The title-page of vol. 1 is lacking, and the contemporary inscription is on the first text leaf. Both that, and the inscription on the title-page of vol 2 are dated 1820. This strongly suggests that the title-page of vol.1 was not present in 1820, when the inscription was added. The estimate is $600-800. The illustration on page 135 of the catalogue is for lot 402, not lot 401.
THE PROPERTY OF A GENTLEMAN
"American society, American history, the American backwoods, and the sea" (Spiller).
A REMARKABLE COLLECTION OF FIRST EDITIONS AND ASSOCIATION COPIES FROM THE WORKS OF JAMES FENIMORE COOPER. "The first American man of letters to take the whole of American experience as the private preserve of his ranging imagination and his critical mind. There is no doubt that, as a man of thought and feeling, more than any other writer of his generation, Cooper understood the time and place in which he lived and gave them voice and meaning. It is he who stands at the portal of American literature and who is recognized at home and abroad as the first and one of the greatest of American writers of fiction" (ibid).
Including unique copies of many rare and fugitive pieces: the Letter of J. Fenimore Cooper, to Gen. Lafayette, on the expenditure of the United States of America. Paris, 1831 (lot 411) annotated by Cooper in preparation for further rounds of debate; a copy of Barnum's The Spy Unmasked. Cincinnati, 1831 (lot 410) including a letter from Cooper denying knowledge of the work's existence and its relevance to his Spy; a copy of Oak Openings. New York, 1848 (lot 443) with an original invoice from Cooper's stereotyper of choice John Fagan.

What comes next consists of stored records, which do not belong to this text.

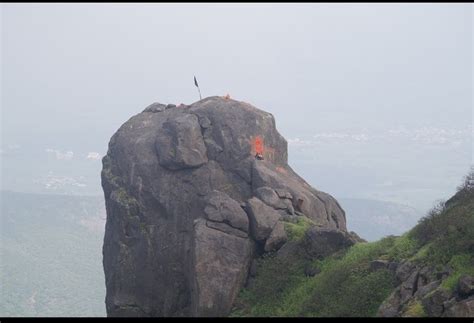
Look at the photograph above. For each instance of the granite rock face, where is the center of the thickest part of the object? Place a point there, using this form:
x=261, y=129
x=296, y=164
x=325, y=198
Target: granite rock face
x=189, y=206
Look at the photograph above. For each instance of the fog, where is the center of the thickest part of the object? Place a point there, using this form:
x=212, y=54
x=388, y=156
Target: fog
x=375, y=100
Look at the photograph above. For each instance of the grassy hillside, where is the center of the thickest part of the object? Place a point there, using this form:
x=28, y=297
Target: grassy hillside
x=346, y=286
x=51, y=261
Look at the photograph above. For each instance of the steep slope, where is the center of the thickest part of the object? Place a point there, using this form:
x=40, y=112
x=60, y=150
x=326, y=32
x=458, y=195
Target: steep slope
x=189, y=205
x=428, y=271
x=51, y=255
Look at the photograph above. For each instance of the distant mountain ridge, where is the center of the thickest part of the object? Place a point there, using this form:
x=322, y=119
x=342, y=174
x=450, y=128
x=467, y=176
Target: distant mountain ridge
x=374, y=219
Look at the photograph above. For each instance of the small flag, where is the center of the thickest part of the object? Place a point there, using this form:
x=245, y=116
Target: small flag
x=197, y=85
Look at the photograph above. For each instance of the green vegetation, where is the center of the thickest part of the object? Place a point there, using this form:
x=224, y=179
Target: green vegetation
x=296, y=231
x=51, y=262
x=415, y=309
x=462, y=265
x=345, y=285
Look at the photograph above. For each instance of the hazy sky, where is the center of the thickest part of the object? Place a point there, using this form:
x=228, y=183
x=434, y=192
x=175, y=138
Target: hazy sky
x=73, y=73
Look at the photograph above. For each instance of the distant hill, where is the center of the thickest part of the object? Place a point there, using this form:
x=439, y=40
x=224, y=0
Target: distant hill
x=373, y=219
x=51, y=255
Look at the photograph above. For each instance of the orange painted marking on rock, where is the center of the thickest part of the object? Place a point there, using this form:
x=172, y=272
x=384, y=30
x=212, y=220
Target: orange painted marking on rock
x=258, y=145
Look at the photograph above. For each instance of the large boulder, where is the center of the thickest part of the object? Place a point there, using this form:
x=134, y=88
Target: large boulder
x=189, y=206
x=321, y=242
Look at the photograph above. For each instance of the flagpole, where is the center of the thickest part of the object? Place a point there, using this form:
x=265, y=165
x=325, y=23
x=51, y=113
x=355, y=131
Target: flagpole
x=197, y=85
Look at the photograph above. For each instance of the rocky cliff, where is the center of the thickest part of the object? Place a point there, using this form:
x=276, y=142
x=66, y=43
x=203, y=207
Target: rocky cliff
x=189, y=206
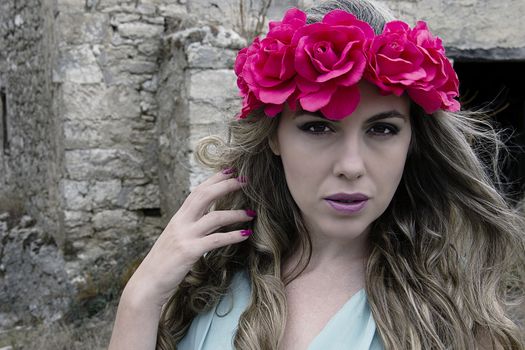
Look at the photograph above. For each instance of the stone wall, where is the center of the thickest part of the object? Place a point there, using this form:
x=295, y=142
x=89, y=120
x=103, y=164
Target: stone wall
x=106, y=77
x=106, y=100
x=29, y=161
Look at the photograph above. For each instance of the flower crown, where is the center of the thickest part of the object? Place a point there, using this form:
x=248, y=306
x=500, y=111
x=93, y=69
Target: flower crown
x=318, y=65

Cooper's earliest fiction is present as are his best-loved Leatherstocking Tales. Most are in original publisher's bindings or early American bindings, including a particularly handsome copy of The Pilot. New York, 1823 (lot 405).
Many of the works are signed, inscribed and/or annotated by the author, the families and descendants of his sister Ann Pomeroy (1784-1870); the extended and illustrious family of his wife Susan Augusta DeLancey (1792-1852); his daughters: the author Susan Augusta Fenimore Cooper (1813-1894), Maria Cooper and Caroline Martha Phinney.
All are by descent from the private collection of Cooper's only surviving son Paul Fenimore Cooper (1824-1895), his son James Fenimore Cooper (1858-1938) and grandsons the author James Fenimore Cooper, Jr (1892-1918) and Paul Fenimore Cooper (1899-1970).
No collection of the works of James Fenimore Cooper of comparable size and importance has appeared in the market for many decades.